Label: Czar Of Crickets Productions
Release: 21.11.2008
Von: Stormlord
Punkte: -/-
Time: 23:20
Stil: Black/Industial/Ambient Metal
URL: Treachery
 
Dem Teufel sei Dank, dass diese musikalische Apokalypse nicht länger andauert! Die drei Musiker haben es auf der selbstbetitelten EP geschafft, extrem okkulte Klänge zu erschaffen, die ein Gefühl des Unbehagens und leichte klaustrophobische Zustände hervorrufen.
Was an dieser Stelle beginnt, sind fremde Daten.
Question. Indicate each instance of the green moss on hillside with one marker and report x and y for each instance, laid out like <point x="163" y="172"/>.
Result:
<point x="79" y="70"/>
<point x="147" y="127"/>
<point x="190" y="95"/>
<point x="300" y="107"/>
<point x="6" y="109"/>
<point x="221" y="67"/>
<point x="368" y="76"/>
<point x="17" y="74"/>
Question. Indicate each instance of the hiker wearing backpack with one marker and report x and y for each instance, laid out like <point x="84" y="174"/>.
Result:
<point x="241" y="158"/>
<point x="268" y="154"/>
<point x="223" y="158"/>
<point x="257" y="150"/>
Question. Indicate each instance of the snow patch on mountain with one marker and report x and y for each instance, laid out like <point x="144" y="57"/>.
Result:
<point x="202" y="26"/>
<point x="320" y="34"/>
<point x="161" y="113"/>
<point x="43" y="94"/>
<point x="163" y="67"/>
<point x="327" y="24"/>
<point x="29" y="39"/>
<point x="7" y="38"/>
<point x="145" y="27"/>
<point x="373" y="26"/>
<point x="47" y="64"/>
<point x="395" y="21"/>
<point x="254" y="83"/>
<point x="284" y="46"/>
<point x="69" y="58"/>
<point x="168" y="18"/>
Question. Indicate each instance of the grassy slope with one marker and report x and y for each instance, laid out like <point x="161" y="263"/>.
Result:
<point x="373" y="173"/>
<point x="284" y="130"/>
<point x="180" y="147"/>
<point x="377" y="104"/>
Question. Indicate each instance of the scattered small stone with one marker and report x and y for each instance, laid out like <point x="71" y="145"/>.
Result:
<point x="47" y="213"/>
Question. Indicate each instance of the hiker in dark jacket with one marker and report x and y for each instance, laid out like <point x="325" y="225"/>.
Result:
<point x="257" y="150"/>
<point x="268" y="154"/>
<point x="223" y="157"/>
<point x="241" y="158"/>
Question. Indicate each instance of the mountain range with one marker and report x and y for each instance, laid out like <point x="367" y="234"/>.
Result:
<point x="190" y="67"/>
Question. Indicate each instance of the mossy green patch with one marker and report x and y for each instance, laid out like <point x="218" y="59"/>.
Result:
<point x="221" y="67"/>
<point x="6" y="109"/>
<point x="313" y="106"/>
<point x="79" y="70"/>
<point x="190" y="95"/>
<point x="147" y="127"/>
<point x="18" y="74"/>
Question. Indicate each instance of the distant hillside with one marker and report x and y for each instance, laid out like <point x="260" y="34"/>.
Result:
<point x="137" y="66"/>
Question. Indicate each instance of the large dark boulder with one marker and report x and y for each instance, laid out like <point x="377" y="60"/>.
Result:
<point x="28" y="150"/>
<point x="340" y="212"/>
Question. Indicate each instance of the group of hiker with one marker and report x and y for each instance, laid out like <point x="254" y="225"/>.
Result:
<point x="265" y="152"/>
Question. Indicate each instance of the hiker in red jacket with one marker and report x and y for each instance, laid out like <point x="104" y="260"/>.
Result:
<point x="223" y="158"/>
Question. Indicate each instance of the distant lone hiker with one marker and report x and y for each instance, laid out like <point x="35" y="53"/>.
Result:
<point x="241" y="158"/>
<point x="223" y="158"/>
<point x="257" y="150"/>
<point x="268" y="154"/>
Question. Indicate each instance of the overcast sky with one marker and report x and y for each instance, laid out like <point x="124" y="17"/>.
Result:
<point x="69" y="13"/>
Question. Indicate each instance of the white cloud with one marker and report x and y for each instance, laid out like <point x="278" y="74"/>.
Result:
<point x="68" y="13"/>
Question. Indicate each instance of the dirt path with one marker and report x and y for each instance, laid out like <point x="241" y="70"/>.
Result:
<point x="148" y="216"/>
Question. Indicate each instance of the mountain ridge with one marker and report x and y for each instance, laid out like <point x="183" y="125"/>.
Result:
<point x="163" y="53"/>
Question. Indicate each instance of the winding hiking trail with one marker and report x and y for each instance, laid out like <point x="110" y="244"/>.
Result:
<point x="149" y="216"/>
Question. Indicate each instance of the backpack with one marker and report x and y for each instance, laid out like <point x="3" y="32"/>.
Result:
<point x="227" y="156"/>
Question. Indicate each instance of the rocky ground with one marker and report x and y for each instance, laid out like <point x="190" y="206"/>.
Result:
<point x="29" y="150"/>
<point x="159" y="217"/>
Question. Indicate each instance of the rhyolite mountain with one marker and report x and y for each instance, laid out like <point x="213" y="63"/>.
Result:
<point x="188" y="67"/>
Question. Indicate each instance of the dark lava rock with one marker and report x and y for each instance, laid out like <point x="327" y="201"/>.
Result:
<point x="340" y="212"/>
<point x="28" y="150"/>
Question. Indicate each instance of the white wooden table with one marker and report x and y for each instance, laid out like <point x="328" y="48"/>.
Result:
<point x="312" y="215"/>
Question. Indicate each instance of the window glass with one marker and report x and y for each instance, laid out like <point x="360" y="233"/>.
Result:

Also Achtung, denn hier wird abseits von konventionellem Black Metal getrümmert, industriell ausgelegte Drums treffen auf eine hasserfüllt herausgebrüllte Stimme, die überraschenderweise von einer Dame namens Hecate stammt.
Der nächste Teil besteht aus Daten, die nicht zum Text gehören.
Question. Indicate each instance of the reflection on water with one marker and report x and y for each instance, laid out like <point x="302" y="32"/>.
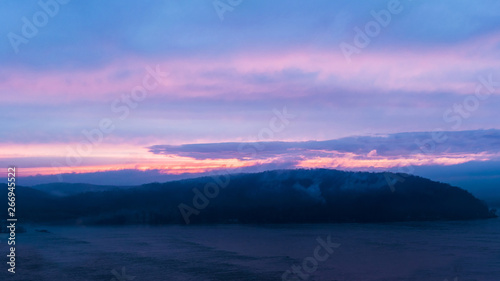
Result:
<point x="397" y="251"/>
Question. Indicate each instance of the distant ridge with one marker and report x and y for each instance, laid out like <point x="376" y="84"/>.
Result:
<point x="279" y="196"/>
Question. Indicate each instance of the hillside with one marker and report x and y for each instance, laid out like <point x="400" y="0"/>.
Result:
<point x="282" y="196"/>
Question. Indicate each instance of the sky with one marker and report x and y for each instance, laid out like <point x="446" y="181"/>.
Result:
<point x="106" y="91"/>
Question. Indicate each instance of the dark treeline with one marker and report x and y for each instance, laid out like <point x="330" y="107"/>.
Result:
<point x="288" y="196"/>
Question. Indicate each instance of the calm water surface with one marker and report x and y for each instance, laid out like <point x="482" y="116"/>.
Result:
<point x="397" y="251"/>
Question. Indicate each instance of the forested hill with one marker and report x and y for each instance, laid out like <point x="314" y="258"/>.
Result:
<point x="282" y="196"/>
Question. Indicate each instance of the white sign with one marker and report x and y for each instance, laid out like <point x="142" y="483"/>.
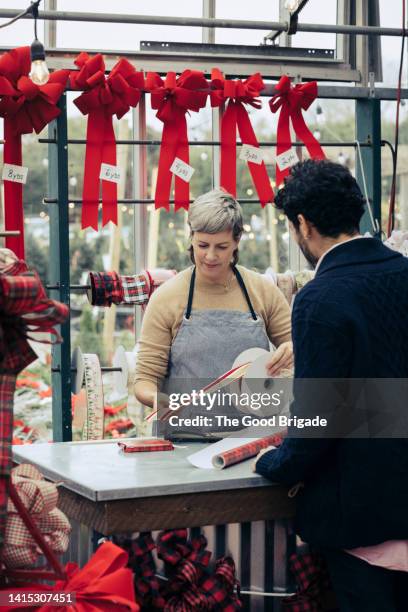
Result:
<point x="287" y="159"/>
<point x="110" y="173"/>
<point x="15" y="174"/>
<point x="181" y="169"/>
<point x="252" y="154"/>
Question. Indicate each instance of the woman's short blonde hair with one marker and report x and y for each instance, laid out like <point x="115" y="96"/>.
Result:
<point x="213" y="212"/>
<point x="216" y="211"/>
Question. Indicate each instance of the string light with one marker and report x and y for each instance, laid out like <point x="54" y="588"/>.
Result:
<point x="39" y="73"/>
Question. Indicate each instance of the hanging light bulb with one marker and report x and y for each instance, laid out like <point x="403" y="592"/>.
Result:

Nach dem furchteinflößenden ersten Titel Inception rotzen uns diese drei Amerikaner in eineinhalb Minuten mit dem netten Kiss The Fist einen schwer verdaulichen Brocken vor den Latz, bevor es mit Ambientklängen schaurig weitergeht. Hier flüstert Madame Hecate zu entspannten Sounds, aber ich habe jederezit das Gefühl, dass sie - einer Raubkatze auf der Lauer gleich - zum tödlichen Sprung ansetzen wird. Und wirklich – TREACHERY ziehen das Tempo immer mehr an und Hecate beginnt Gift und Galle zu spucken.
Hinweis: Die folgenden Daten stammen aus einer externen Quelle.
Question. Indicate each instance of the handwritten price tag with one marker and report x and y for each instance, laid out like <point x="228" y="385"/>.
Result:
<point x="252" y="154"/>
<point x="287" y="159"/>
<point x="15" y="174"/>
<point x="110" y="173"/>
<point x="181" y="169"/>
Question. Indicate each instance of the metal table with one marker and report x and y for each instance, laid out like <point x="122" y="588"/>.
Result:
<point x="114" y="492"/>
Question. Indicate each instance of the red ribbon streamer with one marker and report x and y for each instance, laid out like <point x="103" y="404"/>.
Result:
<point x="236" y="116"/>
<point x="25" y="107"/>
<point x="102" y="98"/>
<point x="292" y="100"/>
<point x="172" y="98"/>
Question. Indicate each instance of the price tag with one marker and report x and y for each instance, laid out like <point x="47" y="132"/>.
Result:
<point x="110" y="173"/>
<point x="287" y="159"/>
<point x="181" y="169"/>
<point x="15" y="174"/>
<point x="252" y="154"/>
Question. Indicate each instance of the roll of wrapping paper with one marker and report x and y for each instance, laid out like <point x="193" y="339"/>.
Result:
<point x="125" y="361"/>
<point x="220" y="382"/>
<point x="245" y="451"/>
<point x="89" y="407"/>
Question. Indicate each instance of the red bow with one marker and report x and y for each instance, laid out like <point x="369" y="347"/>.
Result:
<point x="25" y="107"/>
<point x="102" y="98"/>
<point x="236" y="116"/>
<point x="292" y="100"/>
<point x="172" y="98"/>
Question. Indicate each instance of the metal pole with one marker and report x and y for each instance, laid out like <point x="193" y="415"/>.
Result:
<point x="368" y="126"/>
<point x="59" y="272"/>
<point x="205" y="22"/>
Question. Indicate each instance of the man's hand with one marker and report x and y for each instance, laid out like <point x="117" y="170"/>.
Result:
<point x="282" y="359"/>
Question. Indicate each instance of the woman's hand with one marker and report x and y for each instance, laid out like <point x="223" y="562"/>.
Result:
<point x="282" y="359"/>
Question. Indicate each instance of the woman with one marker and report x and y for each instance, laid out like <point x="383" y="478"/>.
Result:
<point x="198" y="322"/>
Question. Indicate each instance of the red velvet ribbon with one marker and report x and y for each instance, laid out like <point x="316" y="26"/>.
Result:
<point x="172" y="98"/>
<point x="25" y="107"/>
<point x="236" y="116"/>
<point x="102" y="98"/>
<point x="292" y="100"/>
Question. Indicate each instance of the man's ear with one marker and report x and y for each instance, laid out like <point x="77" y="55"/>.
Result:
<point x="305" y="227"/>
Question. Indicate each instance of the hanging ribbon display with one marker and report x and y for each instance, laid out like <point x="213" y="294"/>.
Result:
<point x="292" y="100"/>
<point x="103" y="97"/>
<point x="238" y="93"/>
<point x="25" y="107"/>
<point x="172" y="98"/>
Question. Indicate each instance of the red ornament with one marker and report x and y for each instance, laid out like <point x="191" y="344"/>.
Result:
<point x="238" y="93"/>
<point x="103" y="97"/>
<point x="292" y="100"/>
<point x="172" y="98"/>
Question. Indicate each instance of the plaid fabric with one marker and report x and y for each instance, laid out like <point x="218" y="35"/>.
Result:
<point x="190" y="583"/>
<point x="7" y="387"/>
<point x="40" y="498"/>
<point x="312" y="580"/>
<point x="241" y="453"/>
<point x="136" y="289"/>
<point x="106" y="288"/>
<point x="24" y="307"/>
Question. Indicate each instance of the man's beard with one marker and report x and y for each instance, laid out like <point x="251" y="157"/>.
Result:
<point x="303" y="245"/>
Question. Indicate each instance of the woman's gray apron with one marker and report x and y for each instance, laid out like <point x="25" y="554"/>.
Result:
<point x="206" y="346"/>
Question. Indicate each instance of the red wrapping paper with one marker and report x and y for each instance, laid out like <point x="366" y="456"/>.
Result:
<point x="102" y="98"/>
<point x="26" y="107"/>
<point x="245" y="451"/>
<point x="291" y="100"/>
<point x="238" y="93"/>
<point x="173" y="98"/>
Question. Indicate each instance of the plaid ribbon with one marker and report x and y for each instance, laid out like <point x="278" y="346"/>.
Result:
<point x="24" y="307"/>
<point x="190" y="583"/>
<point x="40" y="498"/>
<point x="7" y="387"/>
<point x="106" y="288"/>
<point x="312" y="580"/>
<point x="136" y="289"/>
So entsteht ein Werk, das industrielle Beats, Ambientklänge und wüsten Black Metal verbindet. Manchmal entsteht der Eindruck einer Klangcollage, die weit von herkömmlichem Strophe/Refrain-Aufbau entfernt ist. Melodien sind hier auch Mangelware oder verstecken sich hinter schräg klingenden Klangschichten. Sie treten bei öfterem Hören beim besten Stück Could Not Find Her Heart hervor und stellen für mich eine wohlklingende musikalische Oase inmitten von recht schwer fassbaren (und damit hörbaren) apokalyptischen Klangkreationen dar.

Somit sei TREACHERY nur jenen empfohlen, die dunkle, niederschmetternde, durch Mark und Bein fahrende Sounds bevorzugen und auf Melodien wenig Wert legen. Für mich herrscht hier eher musikalisches Chaos und die akustischen Höhepunkte sind zu rar gesät.